2 Definitions and Assumptions

The subject of the considerations here is a real valued, digital signal with OFDM coding, converted by a D/A or A/D converter with a resolution of n bits. The signal is formed by discretization and quantization of an ideal OFDM symbol, given by superposition of K modulated subcarriers:

$$ x ({t} ) = \sum_{k=1}^K A_k \cos ({\omega_k t + \phi_k} ). $$

(1)

In general, individual subcarriers represent symbols from arbitrary constellations, defined by amplitudes A _k and phases ϕ _k , constant during the whole time interval T _S of the OFDM symbol. For simplicity, it is assumed that all A _k and ϕ _k are independent random variables, amplitudes \(A_{k} \in\mathbb{R}_{+}\) and have the same probability distributions, while each ϕ _k satisfies \(\langle {\mathrm{e}^{{\,\mathrm{j}}\phi_{k}}}\rangle = \langle {\mathrm{e} ^{2{\mathrm{j} }\phi_{k}}}\rangle = 0\). These assumptions are true for the commonly used quadrature modulations, like M-QAM and M-PSK with M≥4 (for other constellations which do not meet the last assumptions, like BPSK, some corrections of the numerical factors will be needed, but the presented derivations still remain essentially valid). The OFDM symbol is assumed to have mean value equal to 0, and the angular frequencies are chosen as

$$ \omega_k = k \omega_1, \quad\text{with}\ \omega_1 = \frac{2\pi }{T_\mathrm{S}}; $$

(2)

thus the modulated subcarriers are orthogonal on the time interval of the OFDM symbol. With these assumptions, the mean square \(\langle {A_{k}^{2}}\rangle \) is the same for each k, and so the mean power of the OFDM symbol is

$$ \sigma^2 = K \frac{\langle {A_k^2}\rangle }{2}. $$

(3)

The discretized form of the OFDM symbol is the sequence of N _S samples

$$ x_i\equiv x ({iT} ), \quad i = 0, 1, \ldots, N_\mathrm{S}-1, $$

(4)

with i indexing consecutive samples and T=T _S/N _S being the sampling period. The discretization density (oversampling rate) is determined by the ratio N _S/K, assumed to satisfy the Nyquist criterion: N _S/K≥2. It is known from the central limit theorem that the signal x _i can be well approximated by a Gaussian stochastic process with independent samples, taking value x with probability density dependent on the root mean square value (3):

$$ \mathcal{P} ({x_i = x} ) = \frac{1}{\sqrt{2\pi\sigma ^2}} \exp \biggl({- \frac{x^2}{2\sigma^2}} \biggr). $$

(5)

Digital devices represent numbers with finite precision. In particular, the considered converter with a resolution of n bits requires rounding (quantization) of x _i values to integral numbers from the set \(\mathbb{Z}_{n}= \{-2^{n-1},\ldots ,2^{n-1}-1 \}\), further called “levels.” According to the above description, the digital representation of the OFDM symbol is the sequence of steps

$$ x^{\mathrm{q}}_i = x_i + \varDelta^\mathrm{q}_i, \quad\text {with}\ x^{\mathrm{q}}_i \in \mathbb{Z}_n: \bigl \vert {x^{\mathrm{q}}_i -x_i}\bigr \vert = \min_{\xi\in\mathbb {Z}_n} \vert {\xi- x_i}\vert , $$

(6)

where \(\varDelta^{\mathrm{q}}_{i}\) is the quantization error (noise).

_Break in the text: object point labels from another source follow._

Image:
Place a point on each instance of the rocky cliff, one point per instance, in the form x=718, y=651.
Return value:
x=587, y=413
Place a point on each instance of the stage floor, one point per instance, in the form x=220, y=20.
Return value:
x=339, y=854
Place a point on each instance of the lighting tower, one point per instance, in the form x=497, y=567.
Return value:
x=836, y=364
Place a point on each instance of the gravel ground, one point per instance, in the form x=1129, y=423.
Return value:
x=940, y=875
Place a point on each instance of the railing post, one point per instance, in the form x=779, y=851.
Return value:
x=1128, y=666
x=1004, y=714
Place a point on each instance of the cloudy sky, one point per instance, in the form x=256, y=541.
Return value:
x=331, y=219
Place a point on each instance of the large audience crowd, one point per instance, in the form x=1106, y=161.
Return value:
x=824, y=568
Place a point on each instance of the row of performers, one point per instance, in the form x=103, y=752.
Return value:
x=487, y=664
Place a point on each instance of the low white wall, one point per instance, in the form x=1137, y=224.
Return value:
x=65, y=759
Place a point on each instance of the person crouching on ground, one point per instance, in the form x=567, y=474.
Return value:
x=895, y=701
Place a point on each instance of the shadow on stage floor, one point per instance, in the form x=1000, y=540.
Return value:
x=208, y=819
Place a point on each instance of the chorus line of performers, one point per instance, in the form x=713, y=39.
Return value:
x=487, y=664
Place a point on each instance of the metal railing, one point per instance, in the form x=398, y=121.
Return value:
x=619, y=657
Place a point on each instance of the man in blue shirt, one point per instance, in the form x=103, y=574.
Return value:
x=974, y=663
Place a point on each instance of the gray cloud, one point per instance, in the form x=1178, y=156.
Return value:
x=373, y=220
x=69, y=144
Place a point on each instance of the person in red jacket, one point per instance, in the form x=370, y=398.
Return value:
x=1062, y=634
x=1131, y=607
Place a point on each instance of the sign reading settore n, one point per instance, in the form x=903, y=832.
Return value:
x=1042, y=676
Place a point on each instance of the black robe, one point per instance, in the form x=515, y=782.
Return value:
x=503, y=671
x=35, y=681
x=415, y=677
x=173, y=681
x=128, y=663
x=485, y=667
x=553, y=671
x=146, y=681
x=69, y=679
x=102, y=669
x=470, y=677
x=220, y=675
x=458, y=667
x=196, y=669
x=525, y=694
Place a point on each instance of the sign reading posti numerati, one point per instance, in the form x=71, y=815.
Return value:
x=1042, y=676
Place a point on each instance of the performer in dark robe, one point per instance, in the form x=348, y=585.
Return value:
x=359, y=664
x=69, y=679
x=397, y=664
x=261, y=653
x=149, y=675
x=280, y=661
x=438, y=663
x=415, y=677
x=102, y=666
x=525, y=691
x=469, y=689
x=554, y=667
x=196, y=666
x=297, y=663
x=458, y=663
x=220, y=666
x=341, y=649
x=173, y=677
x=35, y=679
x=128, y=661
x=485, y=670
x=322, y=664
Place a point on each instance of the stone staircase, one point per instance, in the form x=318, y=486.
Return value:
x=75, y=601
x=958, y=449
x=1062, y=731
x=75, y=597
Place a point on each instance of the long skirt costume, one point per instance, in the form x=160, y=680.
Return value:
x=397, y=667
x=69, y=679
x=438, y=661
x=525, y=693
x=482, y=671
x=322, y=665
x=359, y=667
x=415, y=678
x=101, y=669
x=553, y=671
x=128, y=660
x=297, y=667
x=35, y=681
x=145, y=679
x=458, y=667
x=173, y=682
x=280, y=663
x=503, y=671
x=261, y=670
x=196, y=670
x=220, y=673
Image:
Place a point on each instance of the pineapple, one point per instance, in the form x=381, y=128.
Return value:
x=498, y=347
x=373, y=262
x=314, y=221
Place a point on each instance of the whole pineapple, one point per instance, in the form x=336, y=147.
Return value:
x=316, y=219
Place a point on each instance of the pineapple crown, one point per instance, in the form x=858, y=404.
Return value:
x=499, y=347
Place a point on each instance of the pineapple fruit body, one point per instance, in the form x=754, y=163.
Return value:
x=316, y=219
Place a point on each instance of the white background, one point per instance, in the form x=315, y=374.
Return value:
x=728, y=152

The highest and lowest values of the signal are limited, and hence clipping of the signal occurs [1, 5, 6]. It is convenient to relate the power of the signal to the converter’s dynamic range (clipping level) with the help of the coefficient

$$ \alpha= \frac{2^{n-1}}{\sigma}. $$

(7)

The reasonable practical value is α≈4. Further it is assumed here that clipping is insignificant compared to other degrading factors.

In real converters the levels differ from ideal values, and the differences are characterized by so-called differential and integral nonlinearity [9]. This causes nonlinear distortions of the converted signal. If the error for level p is Δ(p), then the signal with nonlinear distortions is

$$ y_i = x^{\mathrm{q}}_i + \varDelta _\mathrm {}\bigl(x^{\mathrm{q}}_i \bigr), $$

(8)

where the sequence \(\varDelta _{\mathrm{}}({x^{\mathrm{q}}_{i} } )\) depends on imperfections of the converter and also on the converted signal itself. This has considerable consequences, qualitatively different than quantization, which result from the fact that, unlike quantization noise, consecutive samples of the nonlinear distortions \(\varDelta _{\mathrm{}}({x^{\mathrm{q}}_{i} } )\) can have the same value with nonzero probability.

3 Quantization Noise

It is known that (using the introduced notation) if σ≫1, then the quantization noise \(\varDelta^{\mathrm{q}}_{i}\) is very well approximated by white noise with uniform distribution over the interval \([-\frac{1}{2},\frac{1}{2} ]\), i.e., of length the same as level separation [15]. In this case, essentially by definition, the whole power of the quantization noise

$$ \bigl \langle { \bigl({\varDelta^\mathrm{q}_i} \bigr)^2}\bigr \rangle = \frac{1}{12} $$

(9)

spreads equally over all the N _S samples of the spectrum, from which only 2K correspond to the signal. Thus, the total power of the quantization noise in the signal band is

$$ \sigma_\mathrm{q}^2 = \frac{2K}{N_\mathrm{S}} \bigl \langle { \bigl({\varDelta^\mathrm {q}_i} \bigr)^2}\bigr \rangle = \frac{1}{6} \frac {K}{N_\mathrm{S}}. $$

(10)

Hence, the signal-to-noise ratio for quantization noise,

$$ \mathrm{SNR}_\mathrm{q}= \frac{\sigma^2}{\sigma_\mathrm{q}^2} = \frac{3}{2} \biggl({ \frac {2^n}{\alpha}} \biggr)^2 \frac{N_\mathrm{S}}{K}, $$

(11)

depends directly on oversampling factor N _S/K, scaling factor α, and the converter’s resolution n. In particular, this means that an improvement in quantization noise can be obtained by increasing the number of signal samples and that the improvement of SNR_q is simply proportional to that increase.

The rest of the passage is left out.